You can buy 30 seconds of ad time in the upcoming Super Bowl telecast for about $4 million. That’s up from $3.8 million last year and a mere $2.2 million in 2000. I guess Fox Sports didn’t get the memo that the economy is still sluggish.
Or perhaps it did. The network can get away with charging premium prices for ads in the Super Bowl because of its uniquely massive audience. It’s the only place left where you can reach more than 100 million people in one shot (and expect them to pay rapt attention to boot). But media inflation isn’t the exclusive domain of the Super Bowl; the cost of advertising in every medium continues to rise. I can’t think of the last time a media rep dropped by my office to announce a rate reduction.
As if that isn’t bad enough, consumer attention continues to fragment. The recent explosion of marketing and media options has far outpaced population growth, resulting in fewer eyes and ears available for any given medium. That gives marketers the privilege of writing bigger checks to reach smaller audiences. My term for this dreadful phenomenon is fragflation—the combination of fragmentation and inflation that wreaks havoc with marketing budgets.

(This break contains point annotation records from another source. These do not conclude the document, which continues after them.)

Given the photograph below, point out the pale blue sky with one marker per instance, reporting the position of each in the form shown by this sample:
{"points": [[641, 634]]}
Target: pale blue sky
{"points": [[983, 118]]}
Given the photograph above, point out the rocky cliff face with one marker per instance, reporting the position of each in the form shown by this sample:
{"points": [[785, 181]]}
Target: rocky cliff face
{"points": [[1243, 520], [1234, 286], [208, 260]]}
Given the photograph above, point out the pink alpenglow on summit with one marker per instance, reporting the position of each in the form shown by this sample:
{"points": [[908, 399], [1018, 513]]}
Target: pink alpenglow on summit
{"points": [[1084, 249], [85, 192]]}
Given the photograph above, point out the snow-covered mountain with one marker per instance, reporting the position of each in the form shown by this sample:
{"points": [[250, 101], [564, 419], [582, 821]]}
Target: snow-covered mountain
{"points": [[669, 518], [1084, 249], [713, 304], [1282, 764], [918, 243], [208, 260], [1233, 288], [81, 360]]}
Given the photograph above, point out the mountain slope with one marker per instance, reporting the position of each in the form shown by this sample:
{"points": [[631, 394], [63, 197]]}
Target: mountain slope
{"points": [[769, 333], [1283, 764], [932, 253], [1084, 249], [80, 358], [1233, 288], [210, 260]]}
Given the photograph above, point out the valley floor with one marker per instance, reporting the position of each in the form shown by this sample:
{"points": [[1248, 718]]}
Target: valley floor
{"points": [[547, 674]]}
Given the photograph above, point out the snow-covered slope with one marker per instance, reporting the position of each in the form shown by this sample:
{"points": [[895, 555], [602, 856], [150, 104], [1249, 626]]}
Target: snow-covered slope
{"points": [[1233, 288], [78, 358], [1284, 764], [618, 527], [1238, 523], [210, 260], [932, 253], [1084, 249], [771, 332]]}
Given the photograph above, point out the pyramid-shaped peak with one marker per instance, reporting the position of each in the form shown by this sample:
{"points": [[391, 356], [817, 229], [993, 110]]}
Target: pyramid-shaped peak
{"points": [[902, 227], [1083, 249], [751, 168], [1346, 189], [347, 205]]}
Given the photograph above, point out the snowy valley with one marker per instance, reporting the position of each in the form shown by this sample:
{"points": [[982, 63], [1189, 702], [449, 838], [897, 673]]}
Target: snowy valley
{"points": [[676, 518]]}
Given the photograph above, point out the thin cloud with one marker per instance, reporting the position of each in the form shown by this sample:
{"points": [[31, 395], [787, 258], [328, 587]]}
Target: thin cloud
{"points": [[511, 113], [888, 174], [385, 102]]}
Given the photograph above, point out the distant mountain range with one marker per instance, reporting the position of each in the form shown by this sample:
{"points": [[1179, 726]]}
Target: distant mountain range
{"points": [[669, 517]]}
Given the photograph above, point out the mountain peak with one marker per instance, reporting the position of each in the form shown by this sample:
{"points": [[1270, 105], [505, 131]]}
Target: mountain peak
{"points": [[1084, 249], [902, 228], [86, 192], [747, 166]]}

You might note that fragflation sounds a lot like stagflation, the correlation of high unemployment and high inflation that economists thought was impossible until it happened in the 1970s. Some experts think that the broader economy is headed into a new period of stagflation if our unemployment trends keep up and inflation kicks in. We may be able to dodge that bullet, but such is not the case with fragflation. It burrows on during good times and bad like a groundhog in a greenhouse, undermining everything that’s trying to grow.

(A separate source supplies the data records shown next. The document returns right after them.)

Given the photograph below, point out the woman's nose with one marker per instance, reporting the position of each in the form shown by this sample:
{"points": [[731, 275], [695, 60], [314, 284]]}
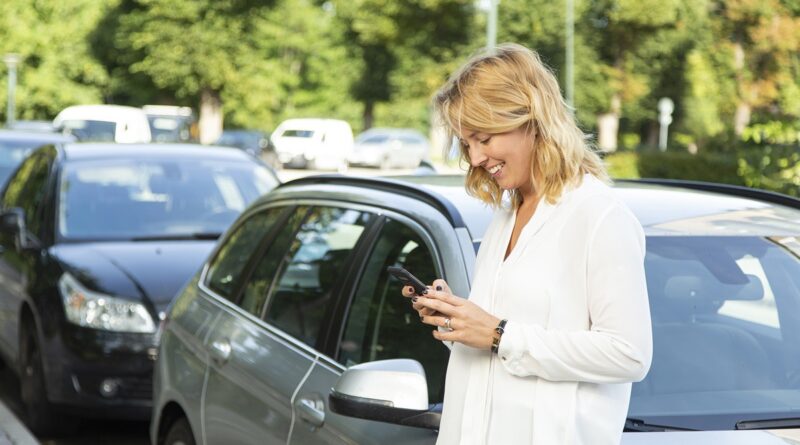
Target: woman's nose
{"points": [[476, 156]]}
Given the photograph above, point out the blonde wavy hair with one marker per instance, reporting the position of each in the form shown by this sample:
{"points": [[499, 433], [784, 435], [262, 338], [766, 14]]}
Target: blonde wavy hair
{"points": [[507, 88]]}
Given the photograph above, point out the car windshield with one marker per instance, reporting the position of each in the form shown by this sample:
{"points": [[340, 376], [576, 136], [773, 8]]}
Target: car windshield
{"points": [[725, 328], [89, 130], [169, 128], [298, 134], [11, 154], [124, 199]]}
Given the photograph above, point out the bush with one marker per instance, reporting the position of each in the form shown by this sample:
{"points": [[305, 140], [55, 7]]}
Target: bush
{"points": [[622, 165], [770, 167], [710, 167]]}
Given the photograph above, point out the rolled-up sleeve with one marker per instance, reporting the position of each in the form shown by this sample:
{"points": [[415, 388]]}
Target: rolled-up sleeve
{"points": [[618, 346]]}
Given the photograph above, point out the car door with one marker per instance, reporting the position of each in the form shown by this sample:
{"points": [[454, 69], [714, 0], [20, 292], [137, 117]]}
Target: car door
{"points": [[378, 324], [27, 190], [262, 349]]}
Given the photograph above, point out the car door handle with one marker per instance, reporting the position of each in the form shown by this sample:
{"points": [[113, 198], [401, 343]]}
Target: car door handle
{"points": [[220, 351], [311, 411]]}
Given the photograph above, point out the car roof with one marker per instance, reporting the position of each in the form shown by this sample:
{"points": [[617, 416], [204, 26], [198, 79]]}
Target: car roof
{"points": [[26, 135], [101, 150], [663, 207], [99, 112]]}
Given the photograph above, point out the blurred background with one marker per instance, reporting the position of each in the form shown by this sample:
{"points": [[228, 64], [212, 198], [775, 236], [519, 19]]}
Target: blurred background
{"points": [[692, 89]]}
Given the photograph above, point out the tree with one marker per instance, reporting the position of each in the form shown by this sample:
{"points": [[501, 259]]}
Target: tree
{"points": [[402, 46], [57, 67]]}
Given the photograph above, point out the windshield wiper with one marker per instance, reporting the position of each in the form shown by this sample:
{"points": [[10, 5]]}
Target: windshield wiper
{"points": [[768, 424], [183, 236], [641, 426]]}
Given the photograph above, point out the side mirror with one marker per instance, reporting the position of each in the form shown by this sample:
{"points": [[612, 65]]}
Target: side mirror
{"points": [[12, 222], [391, 391]]}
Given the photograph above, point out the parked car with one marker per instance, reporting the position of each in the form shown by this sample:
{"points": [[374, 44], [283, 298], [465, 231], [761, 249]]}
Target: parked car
{"points": [[323, 144], [16, 144], [169, 123], [33, 125], [296, 300], [104, 123], [390, 148], [95, 240], [255, 142]]}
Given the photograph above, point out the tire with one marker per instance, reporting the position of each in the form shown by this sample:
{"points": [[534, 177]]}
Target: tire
{"points": [[40, 415], [179, 433]]}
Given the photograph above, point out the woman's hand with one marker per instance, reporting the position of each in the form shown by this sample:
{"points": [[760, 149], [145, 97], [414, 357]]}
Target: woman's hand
{"points": [[468, 323], [408, 292]]}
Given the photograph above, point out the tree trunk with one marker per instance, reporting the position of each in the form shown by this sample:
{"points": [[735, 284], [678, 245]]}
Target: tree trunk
{"points": [[210, 122], [743, 109], [608, 126], [369, 117]]}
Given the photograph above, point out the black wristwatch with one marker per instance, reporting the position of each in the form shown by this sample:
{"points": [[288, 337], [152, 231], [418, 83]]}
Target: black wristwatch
{"points": [[501, 327]]}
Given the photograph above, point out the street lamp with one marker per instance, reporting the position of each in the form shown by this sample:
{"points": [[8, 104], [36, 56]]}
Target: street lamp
{"points": [[570, 53], [11, 60], [491, 24]]}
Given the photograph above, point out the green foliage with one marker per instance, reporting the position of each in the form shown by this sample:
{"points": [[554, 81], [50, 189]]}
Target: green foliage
{"points": [[57, 68], [712, 167], [623, 165], [770, 167]]}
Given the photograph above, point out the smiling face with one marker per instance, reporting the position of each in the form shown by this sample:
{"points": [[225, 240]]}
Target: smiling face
{"points": [[506, 157]]}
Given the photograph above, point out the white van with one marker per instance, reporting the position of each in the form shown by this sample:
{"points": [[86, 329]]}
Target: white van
{"points": [[323, 144], [107, 123]]}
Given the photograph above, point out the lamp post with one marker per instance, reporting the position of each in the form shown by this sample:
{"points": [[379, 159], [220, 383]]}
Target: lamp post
{"points": [[570, 54], [491, 25], [665, 108], [11, 60]]}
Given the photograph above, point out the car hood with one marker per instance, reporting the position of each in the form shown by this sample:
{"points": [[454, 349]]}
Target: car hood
{"points": [[762, 437], [143, 271]]}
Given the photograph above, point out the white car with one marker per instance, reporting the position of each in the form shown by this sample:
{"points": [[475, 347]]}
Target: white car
{"points": [[390, 148], [104, 123], [323, 144]]}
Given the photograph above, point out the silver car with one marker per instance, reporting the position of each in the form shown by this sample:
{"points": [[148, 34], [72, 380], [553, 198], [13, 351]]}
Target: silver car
{"points": [[388, 148], [293, 331]]}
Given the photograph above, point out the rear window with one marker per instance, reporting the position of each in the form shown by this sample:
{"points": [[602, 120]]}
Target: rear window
{"points": [[298, 134], [87, 130]]}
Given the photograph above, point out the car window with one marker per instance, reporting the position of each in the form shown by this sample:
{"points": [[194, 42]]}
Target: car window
{"points": [[135, 198], [261, 281], [725, 324], [307, 275], [381, 324], [228, 264], [28, 187], [90, 130], [298, 133]]}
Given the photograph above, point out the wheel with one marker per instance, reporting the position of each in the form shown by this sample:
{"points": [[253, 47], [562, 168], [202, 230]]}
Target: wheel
{"points": [[179, 433], [40, 415]]}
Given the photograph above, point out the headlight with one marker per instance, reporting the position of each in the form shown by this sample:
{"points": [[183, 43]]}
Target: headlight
{"points": [[100, 311]]}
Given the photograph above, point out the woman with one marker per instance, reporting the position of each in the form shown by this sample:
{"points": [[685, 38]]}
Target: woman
{"points": [[557, 324]]}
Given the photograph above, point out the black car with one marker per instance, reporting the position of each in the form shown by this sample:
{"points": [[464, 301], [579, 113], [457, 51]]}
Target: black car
{"points": [[16, 144], [95, 240]]}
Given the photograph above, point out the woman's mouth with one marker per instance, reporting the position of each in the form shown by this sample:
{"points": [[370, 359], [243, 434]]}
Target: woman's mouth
{"points": [[494, 171]]}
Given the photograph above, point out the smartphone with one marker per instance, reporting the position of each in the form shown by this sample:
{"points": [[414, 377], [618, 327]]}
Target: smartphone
{"points": [[407, 279]]}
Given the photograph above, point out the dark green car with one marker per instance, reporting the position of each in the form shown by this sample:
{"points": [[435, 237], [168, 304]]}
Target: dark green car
{"points": [[293, 331]]}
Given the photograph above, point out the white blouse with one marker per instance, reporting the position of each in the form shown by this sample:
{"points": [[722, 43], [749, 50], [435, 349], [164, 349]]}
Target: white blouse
{"points": [[573, 291]]}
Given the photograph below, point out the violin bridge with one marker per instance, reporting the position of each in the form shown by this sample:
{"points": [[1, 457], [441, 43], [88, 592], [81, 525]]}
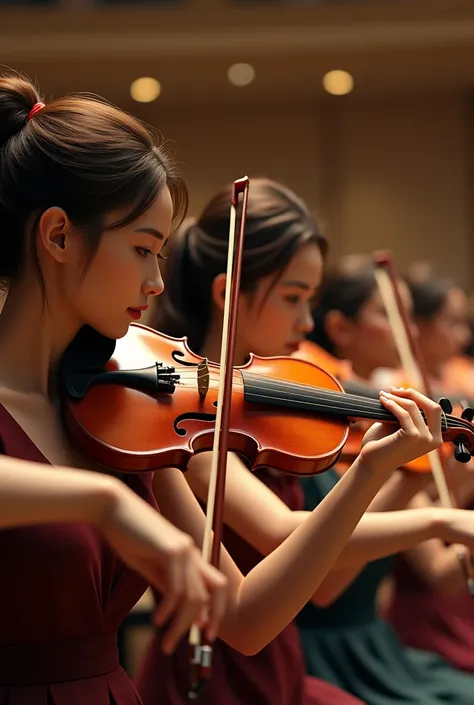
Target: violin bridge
{"points": [[203, 378]]}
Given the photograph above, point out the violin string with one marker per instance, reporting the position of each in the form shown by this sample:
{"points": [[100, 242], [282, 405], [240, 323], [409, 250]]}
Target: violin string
{"points": [[383, 414], [346, 403]]}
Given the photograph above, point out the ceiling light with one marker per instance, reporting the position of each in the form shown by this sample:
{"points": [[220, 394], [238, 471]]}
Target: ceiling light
{"points": [[145, 89], [338, 82], [241, 74]]}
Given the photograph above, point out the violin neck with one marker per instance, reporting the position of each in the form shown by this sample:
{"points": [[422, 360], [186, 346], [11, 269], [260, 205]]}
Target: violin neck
{"points": [[309, 400]]}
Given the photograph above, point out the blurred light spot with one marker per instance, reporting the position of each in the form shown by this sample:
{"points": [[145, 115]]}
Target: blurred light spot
{"points": [[241, 74], [145, 90], [338, 82]]}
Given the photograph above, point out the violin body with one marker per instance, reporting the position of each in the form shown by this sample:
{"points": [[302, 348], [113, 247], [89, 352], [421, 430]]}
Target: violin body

Years ago my firm conducted a study of this phenomenon, evaluating the reach and costs of generating impressions year over year for a variety of clients. We found that fragflation could take an annual 4 percent to 6 percent bite out of a marketing budget, causing brands to go backward by simply standing still.

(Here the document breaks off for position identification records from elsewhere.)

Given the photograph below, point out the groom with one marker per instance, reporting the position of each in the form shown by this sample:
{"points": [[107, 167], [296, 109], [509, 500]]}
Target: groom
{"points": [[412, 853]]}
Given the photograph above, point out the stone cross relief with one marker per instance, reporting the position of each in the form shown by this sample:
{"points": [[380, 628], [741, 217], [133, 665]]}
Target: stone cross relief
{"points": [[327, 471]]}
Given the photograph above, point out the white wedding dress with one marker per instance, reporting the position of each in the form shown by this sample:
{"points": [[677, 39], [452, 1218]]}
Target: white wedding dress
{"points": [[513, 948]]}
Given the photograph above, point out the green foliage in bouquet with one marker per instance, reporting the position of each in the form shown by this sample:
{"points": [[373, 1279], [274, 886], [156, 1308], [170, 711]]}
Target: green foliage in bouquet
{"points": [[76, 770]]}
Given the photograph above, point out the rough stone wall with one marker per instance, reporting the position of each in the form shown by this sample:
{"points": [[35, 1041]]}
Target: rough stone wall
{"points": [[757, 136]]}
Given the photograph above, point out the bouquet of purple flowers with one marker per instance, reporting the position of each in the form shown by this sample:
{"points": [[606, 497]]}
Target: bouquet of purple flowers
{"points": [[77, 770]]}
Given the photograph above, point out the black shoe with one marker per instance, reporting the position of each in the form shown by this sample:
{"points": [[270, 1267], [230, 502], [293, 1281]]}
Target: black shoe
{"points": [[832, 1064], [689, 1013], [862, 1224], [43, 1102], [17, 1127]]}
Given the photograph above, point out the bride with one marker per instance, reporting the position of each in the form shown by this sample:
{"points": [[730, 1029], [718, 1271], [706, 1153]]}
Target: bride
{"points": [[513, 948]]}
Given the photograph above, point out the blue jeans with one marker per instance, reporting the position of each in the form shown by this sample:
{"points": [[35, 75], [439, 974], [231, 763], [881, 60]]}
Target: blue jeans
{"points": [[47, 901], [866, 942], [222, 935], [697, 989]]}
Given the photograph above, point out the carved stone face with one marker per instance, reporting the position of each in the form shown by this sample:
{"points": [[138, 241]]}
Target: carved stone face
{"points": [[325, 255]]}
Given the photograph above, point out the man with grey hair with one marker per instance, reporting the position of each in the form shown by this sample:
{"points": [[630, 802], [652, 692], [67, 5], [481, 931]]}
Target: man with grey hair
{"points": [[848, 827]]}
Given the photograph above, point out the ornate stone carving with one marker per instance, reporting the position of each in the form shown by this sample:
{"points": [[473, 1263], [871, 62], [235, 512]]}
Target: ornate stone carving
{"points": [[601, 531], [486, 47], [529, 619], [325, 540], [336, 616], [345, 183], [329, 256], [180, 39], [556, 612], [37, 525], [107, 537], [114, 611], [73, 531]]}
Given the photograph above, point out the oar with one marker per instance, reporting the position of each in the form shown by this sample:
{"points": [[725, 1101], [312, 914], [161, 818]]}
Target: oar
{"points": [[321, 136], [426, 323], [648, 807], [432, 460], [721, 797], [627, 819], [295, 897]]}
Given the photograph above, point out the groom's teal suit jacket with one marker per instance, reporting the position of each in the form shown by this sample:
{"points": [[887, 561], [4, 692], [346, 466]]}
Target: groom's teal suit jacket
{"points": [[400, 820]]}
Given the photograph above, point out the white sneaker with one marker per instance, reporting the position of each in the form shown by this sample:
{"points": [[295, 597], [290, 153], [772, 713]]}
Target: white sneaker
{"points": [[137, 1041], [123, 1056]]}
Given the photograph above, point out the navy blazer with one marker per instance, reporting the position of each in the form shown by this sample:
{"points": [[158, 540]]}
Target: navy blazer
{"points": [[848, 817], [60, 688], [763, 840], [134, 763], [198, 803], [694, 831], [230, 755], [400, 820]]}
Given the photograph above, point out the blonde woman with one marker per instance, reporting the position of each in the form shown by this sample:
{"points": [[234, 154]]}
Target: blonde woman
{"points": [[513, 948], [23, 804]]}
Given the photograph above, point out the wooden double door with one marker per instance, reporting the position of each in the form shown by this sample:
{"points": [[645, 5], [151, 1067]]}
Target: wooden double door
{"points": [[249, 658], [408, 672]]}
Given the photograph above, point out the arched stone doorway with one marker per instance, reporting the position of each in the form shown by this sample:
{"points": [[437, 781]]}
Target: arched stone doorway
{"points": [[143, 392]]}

What’s a marketer to do? The simple answer to combat fragflation is to spend more. But that’s not practical on a sustainable basis, nor is it responsible. Fortunately, total audience reach is less important than effective reach. You can achieve greater success by targeting fewer people more convincingly than trying to reach as many as possible. And the dynamic environment that makes fragflation so insidious also presents new opportunities to brands that are alert. Though the effectiveness of your old media buy may be diminishing, you can overcome it with a new way of thinking: Don’t buy; build.
Think about it. When a brand advertises, it’s paying for access to a network—a cable channel’s viewers, a radio station’s listeners, a magazine’s readers, or a website’s visitors, for example. But in the new world, brands are increasingly able to build their own networks.
Consider Starbucks. The brand has more than 35 million fans on Facebook, well over 4 million followers on Twitter, 6.5 million members of its Starbucks Rewards program, and nearly 17 million mobile app downloads. Each of these vehicles has its limitations, of course, but so does a Super Bowl ad. The point is that Starbucks can reach tens of millions of people any time it wants to continue building its brand, offsetting the inefficiencies of fragflation. In fact, the company has recently begun leveraging its Starbucks Rewards network to give a boost to its grocery products and Teavana stores. The network-building approach is more complicated than buying ads through paid channels, and it takes a while to develop an audience, but it provides increasingly more efficient returns over time.
I know, I know, Starbucks is a huge brand with the creativity and resources to build its own network. But resource limitations aren’t stopping Legendary Whitetails, a small, family-owned business in Slinger, Wis., that targets a narrow niche of hunters, from developing a Facebook presence that will soon be pushing 1 million followers. By developing its own network, Legendary Whitetails can rely much less on things like expensive print ads and trade shows.
As I explained last month, we’re all media moguls now. In fact, the smaller the brand, the greater the benefit of building its own network. Starbucks can at least consider advertising in the Super Bowl, which is nothing more than a fantasy to the vast majority of brands. It’s not that you’ll ever be able to completely escape fragflation, as most companies won’t be able to entirely get away from renting access to other networks. But the sooner a brand can begin building its own network, the less it will have to rely on others and the less fragflation will cost it.